There's an example given of a portrait of Peter that is both real, that is it's made up of materials with a frame, but it's also an imagined subject (Peter) to me though it might also demonstrate a 'creativity' that Sartre has posited.

The mention of being involved in repetitive work (say a stonemason working on a Cathedral construction but his work being a repetitive task) this creating something too is interesting.

Melanie Klein

The second suggested task for us was to research a leading figure in child Psychoanalysis, Melanie Klein.

It's possible to view Melanie Klein (1882-1960) as having had a  difficult life, she had an unhappy marriage, lost two siblings in her early life and a son later to a possible suicide.

Although she did not receive a formal education in her chosen field she rose to be a leading inspiration to many with her work on child development.

The supporters of  'school' her split from Anna Freud (Sigmund's daughter) - there were Anna supporters, Melanie supporters and a third mid way path between the two.

Klein was a Freudian (or believed herself to be one at least), and brought to the field Object relations  Theory ( broadly Infancy dictates how we behave as adults).

Klein was a proponent of the  'Death pulsation'  (we're drawn to an inorganic state/death)  of Freud extending it to  children.

Klein is popularised as a figure who characterised a child's relation with their mother as being ambivalent - seeing a mother as being the provider of sustenance from the breast and also the removal of same -there's a rather charming 'School of Life'  video here that reinforces this.
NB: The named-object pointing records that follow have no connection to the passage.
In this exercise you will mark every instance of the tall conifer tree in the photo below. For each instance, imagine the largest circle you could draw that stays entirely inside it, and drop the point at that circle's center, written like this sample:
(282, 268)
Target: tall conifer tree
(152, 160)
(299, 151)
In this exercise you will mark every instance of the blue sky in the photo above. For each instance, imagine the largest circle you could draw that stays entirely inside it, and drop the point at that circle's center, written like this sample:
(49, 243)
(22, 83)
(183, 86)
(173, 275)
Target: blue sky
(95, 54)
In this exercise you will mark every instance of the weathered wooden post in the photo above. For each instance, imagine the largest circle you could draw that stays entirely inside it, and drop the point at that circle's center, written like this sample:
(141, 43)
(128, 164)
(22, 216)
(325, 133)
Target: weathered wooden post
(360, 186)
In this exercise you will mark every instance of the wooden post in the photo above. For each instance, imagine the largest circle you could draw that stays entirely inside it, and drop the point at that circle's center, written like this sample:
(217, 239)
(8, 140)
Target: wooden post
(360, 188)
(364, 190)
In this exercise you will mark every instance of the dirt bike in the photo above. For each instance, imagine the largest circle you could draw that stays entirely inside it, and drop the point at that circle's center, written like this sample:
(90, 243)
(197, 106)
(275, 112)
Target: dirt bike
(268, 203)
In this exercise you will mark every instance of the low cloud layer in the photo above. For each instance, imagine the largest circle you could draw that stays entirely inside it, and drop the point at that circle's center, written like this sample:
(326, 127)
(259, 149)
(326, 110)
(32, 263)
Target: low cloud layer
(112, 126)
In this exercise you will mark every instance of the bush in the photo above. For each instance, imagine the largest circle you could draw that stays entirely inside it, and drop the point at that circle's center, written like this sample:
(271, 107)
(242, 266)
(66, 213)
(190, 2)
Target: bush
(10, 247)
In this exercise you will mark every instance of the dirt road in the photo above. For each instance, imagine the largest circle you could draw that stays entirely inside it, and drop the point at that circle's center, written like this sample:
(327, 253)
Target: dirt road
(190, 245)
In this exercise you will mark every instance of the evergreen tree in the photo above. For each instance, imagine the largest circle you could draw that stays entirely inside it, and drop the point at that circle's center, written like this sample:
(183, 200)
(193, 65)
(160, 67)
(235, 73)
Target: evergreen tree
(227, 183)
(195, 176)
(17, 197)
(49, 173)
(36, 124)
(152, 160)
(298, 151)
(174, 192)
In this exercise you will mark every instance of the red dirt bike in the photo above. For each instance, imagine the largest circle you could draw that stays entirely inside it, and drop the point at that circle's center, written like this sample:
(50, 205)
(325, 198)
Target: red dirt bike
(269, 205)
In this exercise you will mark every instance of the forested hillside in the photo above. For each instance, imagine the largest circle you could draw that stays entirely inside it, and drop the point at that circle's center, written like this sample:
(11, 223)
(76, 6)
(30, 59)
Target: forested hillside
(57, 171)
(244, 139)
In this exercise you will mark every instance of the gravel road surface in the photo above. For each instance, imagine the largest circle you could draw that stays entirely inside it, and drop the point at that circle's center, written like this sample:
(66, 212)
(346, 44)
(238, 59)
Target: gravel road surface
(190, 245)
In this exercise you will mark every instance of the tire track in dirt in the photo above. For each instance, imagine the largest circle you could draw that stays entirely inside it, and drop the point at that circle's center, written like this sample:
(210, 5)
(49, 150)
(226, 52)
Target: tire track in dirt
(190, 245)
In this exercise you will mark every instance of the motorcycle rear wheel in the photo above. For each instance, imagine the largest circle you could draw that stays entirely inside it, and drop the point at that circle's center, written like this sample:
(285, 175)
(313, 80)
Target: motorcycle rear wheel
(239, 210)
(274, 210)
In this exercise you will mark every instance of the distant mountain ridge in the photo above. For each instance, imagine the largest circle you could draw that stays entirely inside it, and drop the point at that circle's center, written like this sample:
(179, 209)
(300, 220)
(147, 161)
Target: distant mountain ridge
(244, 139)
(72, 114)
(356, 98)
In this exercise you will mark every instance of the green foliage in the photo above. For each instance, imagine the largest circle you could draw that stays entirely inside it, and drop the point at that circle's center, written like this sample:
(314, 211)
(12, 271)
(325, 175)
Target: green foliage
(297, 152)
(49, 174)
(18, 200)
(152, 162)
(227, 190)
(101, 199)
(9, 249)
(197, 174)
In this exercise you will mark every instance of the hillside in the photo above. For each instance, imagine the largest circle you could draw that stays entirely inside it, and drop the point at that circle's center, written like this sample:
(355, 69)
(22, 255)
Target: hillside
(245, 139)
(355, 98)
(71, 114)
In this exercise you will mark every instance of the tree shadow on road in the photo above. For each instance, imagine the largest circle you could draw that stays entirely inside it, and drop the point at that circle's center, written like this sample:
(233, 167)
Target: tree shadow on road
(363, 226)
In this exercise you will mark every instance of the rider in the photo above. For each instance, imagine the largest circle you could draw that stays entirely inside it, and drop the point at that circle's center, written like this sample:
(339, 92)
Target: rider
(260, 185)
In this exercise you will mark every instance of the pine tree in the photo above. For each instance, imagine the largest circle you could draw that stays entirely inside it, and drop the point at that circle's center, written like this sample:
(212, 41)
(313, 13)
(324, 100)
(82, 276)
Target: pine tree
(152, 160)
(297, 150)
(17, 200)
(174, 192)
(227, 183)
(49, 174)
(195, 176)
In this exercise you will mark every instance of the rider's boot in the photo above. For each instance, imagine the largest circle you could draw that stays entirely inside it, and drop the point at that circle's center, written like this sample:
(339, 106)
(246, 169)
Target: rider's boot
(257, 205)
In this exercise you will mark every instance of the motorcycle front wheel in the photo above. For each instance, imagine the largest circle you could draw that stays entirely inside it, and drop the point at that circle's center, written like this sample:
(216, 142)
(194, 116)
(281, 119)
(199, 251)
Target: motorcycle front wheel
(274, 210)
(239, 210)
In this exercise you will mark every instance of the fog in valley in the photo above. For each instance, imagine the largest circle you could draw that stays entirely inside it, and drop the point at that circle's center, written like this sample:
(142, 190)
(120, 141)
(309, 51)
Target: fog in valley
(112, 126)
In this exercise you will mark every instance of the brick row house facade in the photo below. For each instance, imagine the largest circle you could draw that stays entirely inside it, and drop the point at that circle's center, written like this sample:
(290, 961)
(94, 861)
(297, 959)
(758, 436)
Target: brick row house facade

Lewis Carroll and Charles Dodgson (1832- 1898)


Strangely while I breakfasted this morning while perusing TV programmes in Event (MoS) magazine  I read a Craig Brown  review of a   biography of Lewis Carroll (Lewis Carroll:The man and his circle) - it seems that Lewis Carroll offers a real link between the interests of  Klein and Sartre.

Brown mentions a quote on Carroll attributed to the great literary critic William Empson.

 'To make the dream-story from which Wonderland was elaborated seem Freudian one has only to tell it'

Carroll it was who by day was an Anglican Reverend and tutor at Oxford University using his birth name Charles Dodgson  but he was also the imaginative writer (as Lewis Carroll) of the Alice in Wonderland books and an early photographer.

Where does his imagination and creativity come from?- A Freudian would point at his childhood and cite many examples in his children's literature - Sartre might make a different analysis.

[The leeks roasted in a vegetable 'stock' last night were to my mind delicious.]